Ce n’est pas le seul stratagème auquel a recours Antonín Kalina, notamment pendant les derniers jours de la guerre, alors que le temps est compté. Les responsables nazis sont fébriles à l’approche des Alliés et décidés à évacuer en masse le plus grand nombre de détenus possible : des dizaines de milliers de déportés, affamés et transis, meurent au cours de ces marches de la mort. A l’aide de codétenus, dont son ami Jindřich Flusser qui lui sert de clerc, Antonín Kalina réussit à faire passer des enfants placés sous sa responsabilité pour des chrétiens, en effaçant leurs prénoms hébraïques et en leur donnant des noms allemands. Tous ces enfants sont de nationalités différentes, mais Kalina est polyglotte et les comprend, à l’exception du français que Jindřich Flusser traduit.« Survient alors un événement que je décris dans mon livre Les enfants d’Antonín Kalina. Un soir d’avril 1945, il a su que le lendemain, les SS allaient venir pour évacuer les enfants. Il leur a dit : ‘Les enfants, demain les SS vont vous demander qui est juif. Rappelez-vous d’une chose : vous n’êtes pas juifs, mais vous êtes hollandais, français, polonais, tchèque. Celui qui dit qu’il est juif, je lui botte les fesses.’ Il fallait qu’il leur parle comme ça, pour qu’ils comprennent. Le lendemain, les nazis sont donc arrivés. Jindřich Flusser décrit la scène dans ses mémoires : le commandant SS s’est mis à hurler à l’adresse de Kalina, lui demandant où étaient ‘ses Juifs’. Et Antonín Kalina lui a répondu calmement : ‘Mais il n’y en a plus, nous les avons évacués depuis longtemps, comme vous pouvez le constater sur notre liste.’ Le commandant SS a poussé un juron, regardé la liste corrigée par Kalina, puis est reparti. »
Jusqu’au dernier moment, le sort des enfants, auxquels Antonín Kalina avait fourni couvertures, nourriture, vêtements grâce à ses nombreuses relations au camp, reste à la merci des nazis. Le 9 avril 1945, soit deux jours avant la libération du camp de Buchenwald par les Alliés, les soldats allemands rassemblent la plupart des enfants du Kinderblock 66, en l’absence de leur protecteur.« Arrivé au Kinderblock 66, il s’est rendu compte de l’absence des enfants. Il s’est précipité à l’entrée du camp. Certains enfants pleuraient, d’autres étaient résignés. Antonín Kalina s’est littéralement mis à invectiver le commandant. Il lui a dit : ‘Vous m’aviez promis que les enfants partiraient en dernier’. C’était un mensonge évidemment. Il avait tout inventé. Mais il a hurlé sur cet Allemand avec tant d’assurance que celui-ci a été pris de doute. Antonín Kalina a répété qu’il le lui avait promis et le commandant a répliqué : ‘Prends ces enfants et allez tous au diable.’ »

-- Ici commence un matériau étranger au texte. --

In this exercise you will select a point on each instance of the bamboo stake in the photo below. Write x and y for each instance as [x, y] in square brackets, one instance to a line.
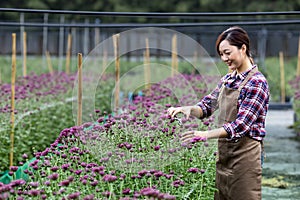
[195, 60]
[68, 53]
[282, 78]
[12, 116]
[104, 62]
[147, 66]
[79, 106]
[298, 63]
[49, 63]
[174, 55]
[0, 76]
[24, 54]
[116, 40]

En ce 9 avril 1945, presque tous les occupants du « Petit camp » de Buchenwald sont évacués, sauf, par miracle, les enfants d’Antonín Kalina.
Après la guerre, il retourne en Tchécoslovaquie : s’il évoque souvent sa détention à Buchenwald au cours de sa vie, il ne parlera jamais des enfants qu’il a sauvés, pas même aux membres de sa famille qui ignorent tout de son acte de bravoure.Aux Etats-Unis ou en Israël au début des années 1990, le nom d’Antonín Kalina est toutefois mieux connu, notamment par ceux qui ont été sauvés. En 1988, deux Américaines recueillent en effet pour la toute première fois son témoignage, publié dans un livre intitulé Rescuers (1992), qui rassemble les portraits d’hommes et femmes qui ont bravé la mort pour sauver des Juifs pendant la guerre. Aiguillées par Jindřich Flusser, les deux journalistes vont à sa rencontre : c’est la première fois qu’il évoque de manière publique ses activités au sein du camp. Au cours de cet entretien, il évoque ses sentiments de la même manière qu’il répondait déjà aux questions de ses codétenus les plus proches :
« A l’époque déjà, Jindřich Flusser et d’autres personnes lui avaient posé la question, ils voulaient savoir pourquoi il avait risqué sa vie alors qu’il était au camp depuis 1939 et qu’en 1945, il aurait suffi d’attendre et de survivre. Antonín Kalina avait alors 43 ans et il estimait que sa vie était derrière lui. Il se considérait comme un vieil homme. ‘Mais ces enfants doivent survivre’, affirmait-il. Ensuite, il disait que son père, qu’il respectait beaucoup, aurait fait pareil. Enfin, il faut dire que jusqu’à la fin de ses jours, Antonín Kalina n’a jamais eu conscience d’avoir commis un acte de courage, pour lui c’était une question de devoir. »En 2010, un film documentaire américain voit le jour, appelé Kinderblock 66. Quatre « enfants de Kalina » y témoignent et deux d’entre eux feront ensuite en sorte que lui soit accordé le titre de Juste parmi les nations. Ce sera chose faite le 3 juillet 2012 par le mémorial Yad Vashem, soit vingt-deux ans après le décès d’Antonín Kalina.